Mes meilleurs moments montréalais de 2017

Une année forte en émotions ! Marie-Soleil nous partage ses 5 moments préférés de l'année.

cocochello
Crédit photo: YULorama
Mes meilleurs moments montréalais de 2017

Il y a un an, je me faisais de grandes attentes pour 2017, non pas des attentes personnelles parce qu’avec le temps j’ai appris à aimer me faire surprendre de la vie ; ici il est plutôt question des attentes face à ma ville. Il ne faut pas oublier qu’on nous martelait de tout bord tout côté comme quoi 2017 serait grandiose, c’était après tout l’année du 375e anniversaire de la fondation de notre belle métropole.

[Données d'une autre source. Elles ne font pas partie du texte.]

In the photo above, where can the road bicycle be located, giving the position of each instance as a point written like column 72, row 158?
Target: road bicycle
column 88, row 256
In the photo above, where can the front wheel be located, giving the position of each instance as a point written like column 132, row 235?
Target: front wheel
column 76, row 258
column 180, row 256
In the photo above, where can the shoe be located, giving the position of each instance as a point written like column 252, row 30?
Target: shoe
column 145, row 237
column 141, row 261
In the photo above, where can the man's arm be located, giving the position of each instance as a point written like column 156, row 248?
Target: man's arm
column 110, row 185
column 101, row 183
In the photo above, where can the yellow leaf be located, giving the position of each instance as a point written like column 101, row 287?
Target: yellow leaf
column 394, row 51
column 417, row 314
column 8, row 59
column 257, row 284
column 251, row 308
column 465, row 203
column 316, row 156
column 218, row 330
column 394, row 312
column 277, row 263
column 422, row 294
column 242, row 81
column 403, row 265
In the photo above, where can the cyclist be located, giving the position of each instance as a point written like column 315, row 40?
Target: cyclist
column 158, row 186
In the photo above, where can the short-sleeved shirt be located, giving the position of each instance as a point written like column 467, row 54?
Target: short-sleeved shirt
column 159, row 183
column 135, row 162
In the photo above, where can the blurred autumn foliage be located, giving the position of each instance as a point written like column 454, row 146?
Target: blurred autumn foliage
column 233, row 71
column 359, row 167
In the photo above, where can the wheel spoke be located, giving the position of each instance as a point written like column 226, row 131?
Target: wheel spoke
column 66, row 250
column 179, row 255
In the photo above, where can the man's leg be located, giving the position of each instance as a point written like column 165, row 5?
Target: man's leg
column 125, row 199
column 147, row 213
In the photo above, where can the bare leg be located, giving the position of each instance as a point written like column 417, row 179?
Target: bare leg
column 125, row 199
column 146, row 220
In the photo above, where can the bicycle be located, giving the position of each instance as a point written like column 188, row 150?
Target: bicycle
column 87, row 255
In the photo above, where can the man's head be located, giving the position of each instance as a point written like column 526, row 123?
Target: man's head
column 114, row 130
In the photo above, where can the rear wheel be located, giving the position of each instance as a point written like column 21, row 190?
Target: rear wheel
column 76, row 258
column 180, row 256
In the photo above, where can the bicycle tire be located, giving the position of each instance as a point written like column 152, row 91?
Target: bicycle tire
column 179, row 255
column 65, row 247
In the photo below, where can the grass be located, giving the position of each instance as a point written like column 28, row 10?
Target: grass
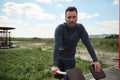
column 30, row 64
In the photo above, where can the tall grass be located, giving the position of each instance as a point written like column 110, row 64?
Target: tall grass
column 30, row 64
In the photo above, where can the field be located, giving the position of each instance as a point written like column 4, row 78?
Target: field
column 33, row 59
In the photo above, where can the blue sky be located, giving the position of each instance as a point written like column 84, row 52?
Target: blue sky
column 39, row 18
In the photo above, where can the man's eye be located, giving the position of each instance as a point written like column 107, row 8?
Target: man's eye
column 71, row 17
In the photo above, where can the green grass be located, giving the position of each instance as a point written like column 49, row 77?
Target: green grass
column 30, row 64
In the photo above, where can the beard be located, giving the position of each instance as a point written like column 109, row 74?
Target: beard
column 72, row 24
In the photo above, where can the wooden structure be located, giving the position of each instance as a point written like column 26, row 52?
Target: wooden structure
column 5, row 39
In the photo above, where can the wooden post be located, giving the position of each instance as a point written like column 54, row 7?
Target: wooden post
column 119, row 48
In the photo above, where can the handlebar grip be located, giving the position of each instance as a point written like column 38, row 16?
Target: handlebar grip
column 61, row 72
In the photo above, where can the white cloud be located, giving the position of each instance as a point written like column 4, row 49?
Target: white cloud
column 40, row 30
column 59, row 5
column 108, row 27
column 83, row 15
column 110, row 23
column 44, row 1
column 116, row 2
column 31, row 10
column 68, row 0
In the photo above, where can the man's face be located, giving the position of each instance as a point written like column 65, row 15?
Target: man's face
column 71, row 18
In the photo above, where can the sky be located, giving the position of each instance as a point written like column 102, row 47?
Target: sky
column 39, row 18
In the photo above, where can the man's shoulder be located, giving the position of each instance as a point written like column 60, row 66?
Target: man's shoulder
column 79, row 25
column 61, row 26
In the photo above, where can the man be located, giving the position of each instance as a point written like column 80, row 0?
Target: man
column 67, row 36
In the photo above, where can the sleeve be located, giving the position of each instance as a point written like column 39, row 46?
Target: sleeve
column 57, row 44
column 86, row 41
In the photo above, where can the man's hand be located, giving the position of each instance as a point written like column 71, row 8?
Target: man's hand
column 54, row 70
column 97, row 66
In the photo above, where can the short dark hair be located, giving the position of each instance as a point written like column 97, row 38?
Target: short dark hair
column 71, row 8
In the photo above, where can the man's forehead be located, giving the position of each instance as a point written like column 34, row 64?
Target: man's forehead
column 72, row 13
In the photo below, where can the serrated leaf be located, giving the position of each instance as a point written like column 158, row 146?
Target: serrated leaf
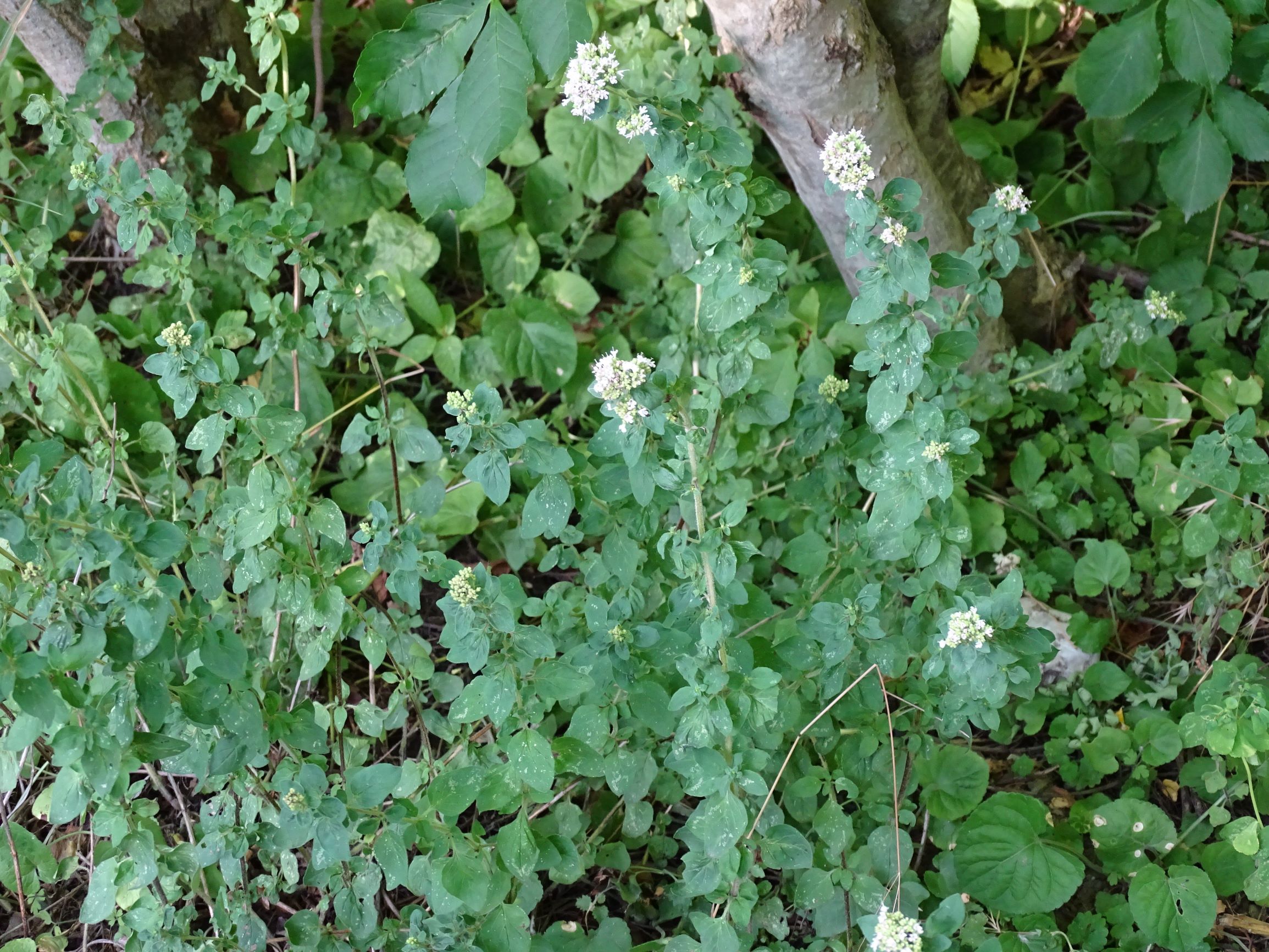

L’ancien maire, Denis Coderre, aimait aller dans les médias se venter de ses lègues, lègues qui sont pour la plupart inachevés, délais administratifs et de constructions obligent, la plupart ne seront pas prêts avant… 2019… Ce qui a fait que la ville est submergée de cônes orange depuis plus d’un an. De quoi rouler longtemps ses yeux par en haut.

Par chance, diverses institutions de la ville ont décidé de fêter Montréal à leur manière et ont rendu mon année (et la vôtre aussi, je l’espère) remplie d’activité plus palpitante les unes que les autres. J’ai décidé de vous faire un top 5 des meilleurs moments que j’ai vécu en 2017.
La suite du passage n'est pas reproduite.